Il est à l'origine de la création en 1879, à Valence, de l'Escolo dóufinalo dóu Felibrige (*).

Il passe beaucoup de temps à se documenter, à rencontrer la population qui ne manque pas de parler et de transcrire toutes expressions sur des fiches. Il veut faire reconnaitre le patois dauphinois qui est différent du parler provençal. Il ne refuse jamais une invitation, ou parfois s’invite aux nombreuses fêtes agricoles, qui lui permettent de faire un discours en patois, il sait qu’il aura beaucoup de succès auprès des paysans qui ont gardé entre eux la langue de leurs parents. Louis MOUTIER, comme tous les prêtres de la Drôme, est encouragé par l’évêque Mgr CHATROUSSE à s’intéresser aux langages locaux pour s’opposer à la Révolution qui veut supprimer tous les patois. Il reçoit un soutien et les encouragements de l’évêque de Digne, Louis-Joseph-Marie-Ange VIGNE, natif de la Drôme, qui participe lui-même aux rassemblements des Félibres (*) et qui se dit très ami de la langue d’Oc : je vous félicite, de vos travaux littéraires… tout ce qui rattache à la terre natale mérite d’être cultivé.

Pour l’inauguration du monument à la mémoire de la première fédération qui rassembla dans la plaine d’Étoile, le 29 novembre 1789, les gardes nationales de 19 communes.

Ministre, sénateurs, députés, préfets, et autres autorités locales se retrouvent à la mairie le dimanche 8 octobre 1893 pour écouter les interventions d’accueil.

Louis MOUTIER, qui a présidé la messe très tôt le matin pour libérer la population qui prépare les festivités, accompagné par son vicaire Régis PASCALIS, est invité à prendre la parole pour une brève allocution.

Monsieur le ministre,

Le clergé d’Étoile a l’honneur de vous souhaiter la bienvenue en son nom et au nom de ses chers paroissiens. Il profite de ces circonstances mémorables pour vous offrir ses respectueux hommages et protester de son attachement au Gouvernement de la République dont vous êtes le digne représentant.

Croyez-le bien, monsieur le ministre, nous remplissons au milieu de cette population tranquille un ministère de conciliation et de paix. Notre grand désir est de la voir toujours unie dans un même sentiment de foi et de patriotisme. Nous ne cessons pas de lui prêcher l’exemple, autant que de parole, le respect de l’autorité et les devoirs de la charité chrétienne. Chaque jour, nous faisons monter vers Dieu, qui est le père des peuples, les vœux les plus ardents pour la prospérité de la France et le bonheur de ceux qui président à ses destinées.

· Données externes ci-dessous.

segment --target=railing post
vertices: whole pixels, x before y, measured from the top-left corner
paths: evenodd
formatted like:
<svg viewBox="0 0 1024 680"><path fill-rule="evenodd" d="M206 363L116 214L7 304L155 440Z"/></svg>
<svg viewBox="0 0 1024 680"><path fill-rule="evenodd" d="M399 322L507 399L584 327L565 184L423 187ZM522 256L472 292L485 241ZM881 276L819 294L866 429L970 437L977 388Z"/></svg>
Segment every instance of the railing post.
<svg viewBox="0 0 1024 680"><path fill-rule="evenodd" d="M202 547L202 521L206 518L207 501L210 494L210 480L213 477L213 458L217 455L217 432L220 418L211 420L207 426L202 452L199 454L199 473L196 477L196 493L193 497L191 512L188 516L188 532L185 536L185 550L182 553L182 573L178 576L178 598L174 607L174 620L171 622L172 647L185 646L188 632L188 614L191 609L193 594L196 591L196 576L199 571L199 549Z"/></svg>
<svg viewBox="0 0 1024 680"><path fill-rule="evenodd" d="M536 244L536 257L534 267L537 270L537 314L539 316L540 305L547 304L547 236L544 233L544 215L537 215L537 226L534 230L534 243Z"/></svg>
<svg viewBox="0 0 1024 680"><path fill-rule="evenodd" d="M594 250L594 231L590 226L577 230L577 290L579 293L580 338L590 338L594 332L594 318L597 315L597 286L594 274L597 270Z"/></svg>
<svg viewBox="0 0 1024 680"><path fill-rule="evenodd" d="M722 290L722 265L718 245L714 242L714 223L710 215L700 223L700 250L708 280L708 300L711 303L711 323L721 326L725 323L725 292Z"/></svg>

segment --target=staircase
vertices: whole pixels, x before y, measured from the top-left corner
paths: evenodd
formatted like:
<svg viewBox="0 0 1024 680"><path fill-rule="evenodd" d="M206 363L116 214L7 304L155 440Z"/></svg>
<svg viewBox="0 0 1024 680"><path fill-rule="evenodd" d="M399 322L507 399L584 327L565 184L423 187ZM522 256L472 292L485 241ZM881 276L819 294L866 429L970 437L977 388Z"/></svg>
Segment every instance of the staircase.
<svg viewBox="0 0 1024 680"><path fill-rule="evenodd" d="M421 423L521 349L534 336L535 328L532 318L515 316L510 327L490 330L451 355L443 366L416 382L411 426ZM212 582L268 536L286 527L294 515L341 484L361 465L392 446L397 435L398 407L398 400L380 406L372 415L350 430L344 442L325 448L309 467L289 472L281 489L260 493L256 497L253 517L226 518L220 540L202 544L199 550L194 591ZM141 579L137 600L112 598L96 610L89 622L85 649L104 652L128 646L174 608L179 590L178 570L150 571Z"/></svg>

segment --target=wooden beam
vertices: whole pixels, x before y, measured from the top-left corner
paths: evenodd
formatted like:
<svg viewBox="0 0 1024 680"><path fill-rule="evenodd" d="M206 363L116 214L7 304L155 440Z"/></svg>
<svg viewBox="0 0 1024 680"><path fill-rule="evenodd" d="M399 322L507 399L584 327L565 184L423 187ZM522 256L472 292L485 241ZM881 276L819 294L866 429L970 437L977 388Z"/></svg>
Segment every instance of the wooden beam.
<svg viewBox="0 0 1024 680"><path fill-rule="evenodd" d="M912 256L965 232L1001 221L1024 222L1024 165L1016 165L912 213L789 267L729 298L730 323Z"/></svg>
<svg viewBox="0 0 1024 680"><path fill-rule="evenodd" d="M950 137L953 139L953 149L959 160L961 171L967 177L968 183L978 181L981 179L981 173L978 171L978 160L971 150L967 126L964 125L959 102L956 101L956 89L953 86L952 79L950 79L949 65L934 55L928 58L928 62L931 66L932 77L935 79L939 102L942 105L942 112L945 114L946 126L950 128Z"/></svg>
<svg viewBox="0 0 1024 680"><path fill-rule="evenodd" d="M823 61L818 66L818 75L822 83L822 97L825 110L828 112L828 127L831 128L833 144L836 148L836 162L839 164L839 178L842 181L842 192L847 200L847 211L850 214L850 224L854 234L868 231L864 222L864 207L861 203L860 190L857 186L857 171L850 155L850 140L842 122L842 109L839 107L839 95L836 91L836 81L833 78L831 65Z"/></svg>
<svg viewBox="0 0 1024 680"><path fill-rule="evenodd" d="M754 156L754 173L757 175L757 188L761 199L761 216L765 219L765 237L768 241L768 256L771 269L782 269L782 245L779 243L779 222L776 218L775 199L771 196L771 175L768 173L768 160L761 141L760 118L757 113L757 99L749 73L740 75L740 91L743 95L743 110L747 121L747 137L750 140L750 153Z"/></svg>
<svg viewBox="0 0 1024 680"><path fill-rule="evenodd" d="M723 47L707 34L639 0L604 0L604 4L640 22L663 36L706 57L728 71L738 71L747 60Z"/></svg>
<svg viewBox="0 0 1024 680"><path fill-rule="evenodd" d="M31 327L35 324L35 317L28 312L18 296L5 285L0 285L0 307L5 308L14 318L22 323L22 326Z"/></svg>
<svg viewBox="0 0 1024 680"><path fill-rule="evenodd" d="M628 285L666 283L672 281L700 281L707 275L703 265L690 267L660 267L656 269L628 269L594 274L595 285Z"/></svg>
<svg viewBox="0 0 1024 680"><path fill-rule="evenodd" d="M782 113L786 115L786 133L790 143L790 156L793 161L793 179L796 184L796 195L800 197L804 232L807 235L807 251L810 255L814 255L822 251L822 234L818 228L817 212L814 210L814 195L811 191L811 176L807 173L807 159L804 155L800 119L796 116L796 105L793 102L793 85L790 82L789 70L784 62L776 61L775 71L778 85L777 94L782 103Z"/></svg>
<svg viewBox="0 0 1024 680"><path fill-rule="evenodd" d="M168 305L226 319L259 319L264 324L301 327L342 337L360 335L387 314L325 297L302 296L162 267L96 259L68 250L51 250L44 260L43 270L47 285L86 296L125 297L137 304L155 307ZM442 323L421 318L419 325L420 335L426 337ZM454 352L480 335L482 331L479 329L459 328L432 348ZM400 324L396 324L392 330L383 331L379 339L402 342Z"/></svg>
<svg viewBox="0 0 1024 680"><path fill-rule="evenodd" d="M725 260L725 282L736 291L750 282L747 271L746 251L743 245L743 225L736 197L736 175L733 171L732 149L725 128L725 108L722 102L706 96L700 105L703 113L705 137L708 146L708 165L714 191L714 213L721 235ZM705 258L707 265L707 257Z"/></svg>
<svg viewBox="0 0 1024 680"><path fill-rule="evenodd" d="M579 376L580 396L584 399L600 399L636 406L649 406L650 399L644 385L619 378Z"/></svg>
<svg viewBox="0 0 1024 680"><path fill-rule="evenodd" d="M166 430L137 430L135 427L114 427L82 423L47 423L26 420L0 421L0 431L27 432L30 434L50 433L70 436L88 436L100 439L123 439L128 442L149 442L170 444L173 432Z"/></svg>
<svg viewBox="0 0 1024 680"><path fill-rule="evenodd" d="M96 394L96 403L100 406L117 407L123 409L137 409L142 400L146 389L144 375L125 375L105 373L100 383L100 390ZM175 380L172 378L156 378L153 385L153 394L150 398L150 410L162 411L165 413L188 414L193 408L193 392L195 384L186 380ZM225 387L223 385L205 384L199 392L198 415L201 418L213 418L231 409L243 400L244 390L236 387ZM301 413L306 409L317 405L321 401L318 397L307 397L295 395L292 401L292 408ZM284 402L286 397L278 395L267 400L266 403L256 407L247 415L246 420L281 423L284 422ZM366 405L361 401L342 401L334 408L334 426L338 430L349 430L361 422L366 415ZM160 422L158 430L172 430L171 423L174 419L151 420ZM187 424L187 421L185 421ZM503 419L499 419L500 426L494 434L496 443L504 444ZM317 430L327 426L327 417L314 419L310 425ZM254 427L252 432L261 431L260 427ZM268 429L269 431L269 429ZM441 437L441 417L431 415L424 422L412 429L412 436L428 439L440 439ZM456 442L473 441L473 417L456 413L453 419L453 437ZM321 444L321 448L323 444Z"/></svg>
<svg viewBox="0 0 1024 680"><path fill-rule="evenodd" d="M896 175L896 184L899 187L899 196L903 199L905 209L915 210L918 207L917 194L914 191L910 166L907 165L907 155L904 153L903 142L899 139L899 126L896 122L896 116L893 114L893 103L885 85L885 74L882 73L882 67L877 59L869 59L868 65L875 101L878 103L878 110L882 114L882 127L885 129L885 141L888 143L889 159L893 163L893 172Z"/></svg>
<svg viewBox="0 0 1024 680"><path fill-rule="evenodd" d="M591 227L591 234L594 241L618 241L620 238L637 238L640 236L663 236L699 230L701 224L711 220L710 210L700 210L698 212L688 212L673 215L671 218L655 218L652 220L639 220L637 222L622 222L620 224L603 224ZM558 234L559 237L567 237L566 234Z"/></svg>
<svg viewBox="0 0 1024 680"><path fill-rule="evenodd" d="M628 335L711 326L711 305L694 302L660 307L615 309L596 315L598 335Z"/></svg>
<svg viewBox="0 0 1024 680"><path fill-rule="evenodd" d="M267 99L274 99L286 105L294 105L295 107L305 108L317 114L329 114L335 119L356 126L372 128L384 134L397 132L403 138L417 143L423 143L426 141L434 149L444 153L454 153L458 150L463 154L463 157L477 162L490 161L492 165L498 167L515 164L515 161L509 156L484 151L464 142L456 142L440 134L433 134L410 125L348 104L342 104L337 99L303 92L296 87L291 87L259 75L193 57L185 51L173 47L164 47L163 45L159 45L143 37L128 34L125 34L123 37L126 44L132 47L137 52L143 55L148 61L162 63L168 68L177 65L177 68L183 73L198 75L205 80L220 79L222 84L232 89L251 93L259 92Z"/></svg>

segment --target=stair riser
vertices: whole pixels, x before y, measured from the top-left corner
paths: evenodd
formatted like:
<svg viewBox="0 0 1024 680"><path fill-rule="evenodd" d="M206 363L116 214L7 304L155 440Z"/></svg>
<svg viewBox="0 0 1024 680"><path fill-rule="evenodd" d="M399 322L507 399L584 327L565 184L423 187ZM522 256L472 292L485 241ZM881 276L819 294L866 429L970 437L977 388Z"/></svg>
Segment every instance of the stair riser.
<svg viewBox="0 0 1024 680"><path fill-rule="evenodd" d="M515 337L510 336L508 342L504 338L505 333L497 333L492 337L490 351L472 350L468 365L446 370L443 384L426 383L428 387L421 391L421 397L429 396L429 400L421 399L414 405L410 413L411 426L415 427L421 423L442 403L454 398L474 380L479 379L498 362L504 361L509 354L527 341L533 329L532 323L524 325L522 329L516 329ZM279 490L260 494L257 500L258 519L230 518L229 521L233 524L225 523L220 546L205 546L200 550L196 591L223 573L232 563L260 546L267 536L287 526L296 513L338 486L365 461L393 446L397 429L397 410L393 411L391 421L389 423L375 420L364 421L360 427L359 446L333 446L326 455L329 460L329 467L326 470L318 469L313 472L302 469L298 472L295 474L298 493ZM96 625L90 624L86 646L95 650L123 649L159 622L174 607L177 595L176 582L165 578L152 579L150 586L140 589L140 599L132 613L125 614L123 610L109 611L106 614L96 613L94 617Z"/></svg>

En 1896, quelques mois avant la publication de son poème Lou Rose, il organise à Étoile une félibrée (*) dans les locaux du presbytère, fête locale avec chants, poèmes, et théâtre en langue dauphinoise. Frédéric MISTRAL participe, en ami, à cet évènement et l’encourage à publier son œuvre :

Je l’ai lue, je l’ai bu votre beau Rhône. Cela est plein, cela est riche, cela est majestueux et large comme la vallée où roulent ses flots le dieu des eaux du Midi. Et ce n’est jamais fastidieux ; il y a de tout, et tout de neuf, tout de vivant et gai. Les riverains du grand fleuve devraient se battre pour le posséder. Que font donc de leurs couronnes les membres des Académies delphinales, s’ils ne jettent pas sur le Rhône de mon ami L. MOUTIER.

Il n’oublie pas qu’il est aussi le curé d’Étoile et que l’église mérite son attention. Il entreprend, en 1901, pour ses 70 ans, la réalisation de trois vitraux Trois vitraux pour l'église d'Etoile sur la façade ouest de l’église qu’il paiera, d’après son successeur,  avec ses propres deniers.

Louis MOUTIER lègue aussi son harmonium et son aube, réalisée par sa sœur religieuse et qu’il mettait pour les grandes occasions, à l’Église d’Étoile, qui sont refusés par le Conseil de Fabrique (instance civile qui gère l’Église) : « Mr. MOUTIER est mort pauvre  et l’Église est pauvre. Il a fallu le revêtir, avant de le mettre au cercueil, de son aube qu’il comptait laisser à l’Église. Cette aube a suivi dans la tombe sa dépouille mortelle ». Quant à l’harmonium, il y a trop de réparations.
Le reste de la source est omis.